Incubation Week: What Did you Say?
After the launch event this Monday, I spent the rest of my week deviating a bit from my normal schedule and participated in the Microsoft BizSpark Incubation Week for Windows 7 at the Microsoft Technology Center (MTC) in Waltham. Sanjay Jain did a great job orchestrating the event and capturing the day-by-day progress of the five start-ups involved in the effort, so I’d like to focus this post on the geekier parts of my week.
As one of the advisors, I ended up floating between two teams, Panopto and Answer Point Medical Systems. They are two completely different applications, at different stages of development, serving distinct audiences, but they ended up sharing a need for speech-to-text capabilities. Of course, I was aware there was some built-in speech recognition in Windows, but attributed it to an accessibility feature where you speak stilted English to (hopefully) make the applications do what you want. With a little digging though, I found that it’s a pretty rich capability with an unmanaged (and even a managed!) API for handling speech – rivaling some of the 3rd-party speech recognition products.
The built-in speech recognition capabilities (look for Windows Speech Recognition in the Windows Vista or Windows 7 Start menu) actually go a long way to enabling you to incorporate speech into your application. When you run Windows Speech Recognition the first time, you’re encouraged to complete the tutorial, which actual doubles as training the recognizer to your voice.
There’s additional training you can also do, including spelling and recording individual words and phrases. This latter capability came in pretty handy as my colleague, Bob Familiar, was working with the Answer Point folks to capture a doctor’s verbal diagnosis in a medical record. As you might expect, words like hematoma don’t come out the way you want… I got ‘he told FEMA’ and ‘seem a Tacoma’ for example, before training for the word ‘hematoma’.
The built-in speech analyzer automatically outputs to whatever text-enabled application you happen to be in. In this case, Answer Point was building a WPF (and touch-enabled!) application, so the text was output to a FlowDocument element. And if your application isn’t text-enabled, as it appears Visual Studio is not, Windows 7 introduces the dictation scratchpad, which captures your text and has a simple interface to enable you to copy the text in to the document.

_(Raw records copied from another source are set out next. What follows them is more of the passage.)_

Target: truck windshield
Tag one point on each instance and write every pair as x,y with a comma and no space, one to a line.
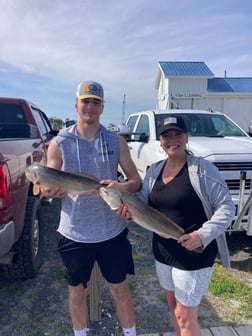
207,125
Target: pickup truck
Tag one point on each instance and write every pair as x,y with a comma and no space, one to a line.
25,133
212,135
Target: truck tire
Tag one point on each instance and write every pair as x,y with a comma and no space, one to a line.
29,248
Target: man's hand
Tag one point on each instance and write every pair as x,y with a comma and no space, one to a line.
53,192
190,241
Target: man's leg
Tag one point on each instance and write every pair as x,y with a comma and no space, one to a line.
124,305
78,306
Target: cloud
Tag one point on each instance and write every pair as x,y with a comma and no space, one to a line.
51,46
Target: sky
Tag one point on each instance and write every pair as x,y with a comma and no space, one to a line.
48,47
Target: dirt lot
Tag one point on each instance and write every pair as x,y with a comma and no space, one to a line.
39,307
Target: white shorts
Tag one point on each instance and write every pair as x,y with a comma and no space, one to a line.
188,286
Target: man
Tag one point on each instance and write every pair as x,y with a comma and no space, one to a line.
89,229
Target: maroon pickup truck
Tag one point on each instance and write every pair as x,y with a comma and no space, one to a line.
25,133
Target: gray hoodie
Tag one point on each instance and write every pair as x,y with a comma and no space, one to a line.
213,192
87,218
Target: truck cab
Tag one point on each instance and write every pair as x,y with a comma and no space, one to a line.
212,135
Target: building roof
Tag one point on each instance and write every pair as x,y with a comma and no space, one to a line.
230,84
186,69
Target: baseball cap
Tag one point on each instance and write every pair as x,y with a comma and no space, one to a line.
172,123
90,89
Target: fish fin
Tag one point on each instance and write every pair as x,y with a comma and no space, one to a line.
36,189
91,177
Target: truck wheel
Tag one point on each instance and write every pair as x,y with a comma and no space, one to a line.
29,248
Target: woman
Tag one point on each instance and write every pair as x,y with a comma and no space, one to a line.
190,191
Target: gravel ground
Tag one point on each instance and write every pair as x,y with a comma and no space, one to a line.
39,307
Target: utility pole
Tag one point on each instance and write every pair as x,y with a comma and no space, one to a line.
123,110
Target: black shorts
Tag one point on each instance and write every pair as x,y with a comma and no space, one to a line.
114,257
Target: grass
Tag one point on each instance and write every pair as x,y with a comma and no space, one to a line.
226,285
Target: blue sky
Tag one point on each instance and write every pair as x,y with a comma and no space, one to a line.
48,47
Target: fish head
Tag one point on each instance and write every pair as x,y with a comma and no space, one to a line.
111,196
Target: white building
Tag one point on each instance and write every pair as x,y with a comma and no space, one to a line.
192,85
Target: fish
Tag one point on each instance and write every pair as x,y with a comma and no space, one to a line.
73,183
142,214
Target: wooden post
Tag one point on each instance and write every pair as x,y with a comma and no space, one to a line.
95,294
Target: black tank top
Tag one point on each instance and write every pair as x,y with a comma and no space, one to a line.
178,200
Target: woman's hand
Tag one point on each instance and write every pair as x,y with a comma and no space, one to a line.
123,212
190,241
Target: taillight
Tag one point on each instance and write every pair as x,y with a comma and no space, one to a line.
5,193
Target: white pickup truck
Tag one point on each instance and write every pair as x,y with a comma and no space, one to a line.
213,136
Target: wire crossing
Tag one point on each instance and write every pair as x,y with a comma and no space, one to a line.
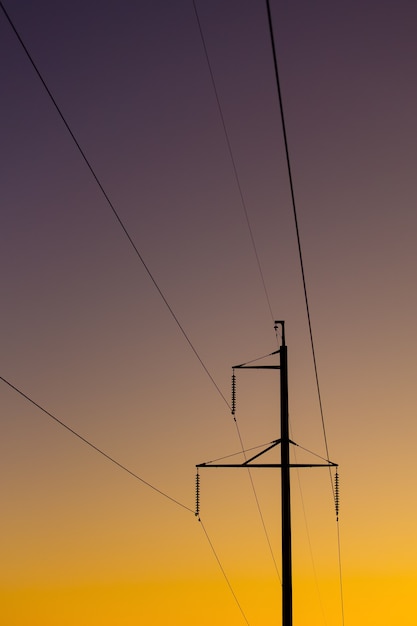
224,573
229,147
300,255
94,447
290,178
110,204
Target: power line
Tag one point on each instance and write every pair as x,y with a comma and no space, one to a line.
223,572
229,147
93,446
290,178
109,202
287,155
243,203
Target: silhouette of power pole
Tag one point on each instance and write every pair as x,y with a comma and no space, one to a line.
284,442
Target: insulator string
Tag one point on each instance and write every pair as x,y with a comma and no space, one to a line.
233,392
197,495
336,494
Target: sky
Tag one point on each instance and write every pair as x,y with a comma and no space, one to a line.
87,336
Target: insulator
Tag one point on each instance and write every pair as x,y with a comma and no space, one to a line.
336,494
233,393
197,494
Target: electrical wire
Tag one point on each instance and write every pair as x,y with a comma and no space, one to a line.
109,202
297,230
290,178
94,447
223,571
229,147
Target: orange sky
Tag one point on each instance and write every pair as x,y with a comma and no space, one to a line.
86,335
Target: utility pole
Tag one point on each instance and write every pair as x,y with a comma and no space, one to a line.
285,488
285,467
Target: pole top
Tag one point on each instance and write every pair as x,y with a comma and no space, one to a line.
282,324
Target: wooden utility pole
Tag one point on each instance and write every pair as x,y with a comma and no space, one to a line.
285,467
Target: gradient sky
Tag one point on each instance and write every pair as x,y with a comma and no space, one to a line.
86,335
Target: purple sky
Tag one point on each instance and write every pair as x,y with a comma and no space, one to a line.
86,334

The guys from Panopto though had a completely different requirement for speech-to-text capability. Their application captures live events, like training and presentations, via multiple feeds – video, slides, audio, and transcript – and coalesces the content in a single viewing experience. But here’s the cool part, you can search the content, and the viewer will automatically bring you to the relevant portion of the recording – again, keeping the slideware, video and audio all in sync. They’ve been relying on a third-party manual transcription service, so while at Incubation Week we took a shot a automating this. Here’s roughly what we did:
Instantiated a System.Speech.Recognition.SpeechRecognitionEngine. The System.Speech namespace is part of the .NET Framework 3.0, which of course made life quite easy for us managed developers. The Speech API (SAPI 5.3) is actually part of the Windows SDK now as well, making it straightforward for unmanaged developers to incorporate speech capabilities as well. Check the /samples/winui/speech subdirectory of the Windows 7 SDK for a number of examples.
In this case, the input to the engine was not a live voice, but rather a WAV file that they extracted from their recordings, so instead of using the default audio device, they called the SetInputToWaveFile API. At that point, they next invoked RecognizeAsync on the recognition engine instance, setting in motion a series of events as the engine processed the audio stream:
SpeechDetected fires first, followed by
SpeechHypothesized fires when the recognizer makes its hypothesis on a word or phrase; you typically don’t put code here unless you’re debugging. This is followed by
SpeechRecognized which is where you access the speech-to-text result and apply it where needed. The Result argument of the associated event class is an instance of RecognitionResult, which provides a wealth of information about the recognized speech, including other candidate transcriptions (with a measure of confidence) as well as details on semantics and which grammar the text has matched. [Grammar refers to the capabilities to provide custom grammars, via XML or dynamically created in code, that map to common phrases you might detect, for example, “Press {number} for {department}”. There’s a W3C Speech Recognition Grammar Specification that the managed API supports as well.]
Lastly, SpeechRecognitionRejected fires in lieu of SpeechHypothesized if there’s no suitable translation of the speech to text within a reasonable confidence level.
Armed with this, the guys from Panopto made a pretty good foray into speech indexing, especially given the timeframe. Looking forward, we’re going to take a further look at what Microsoft Research has been doing with project MAVIS in terms of audio indexing.
Anyway. it was a great week allowing me to go a little deeper with customers than I normally get to and in a technology area in which I was completely oblivious!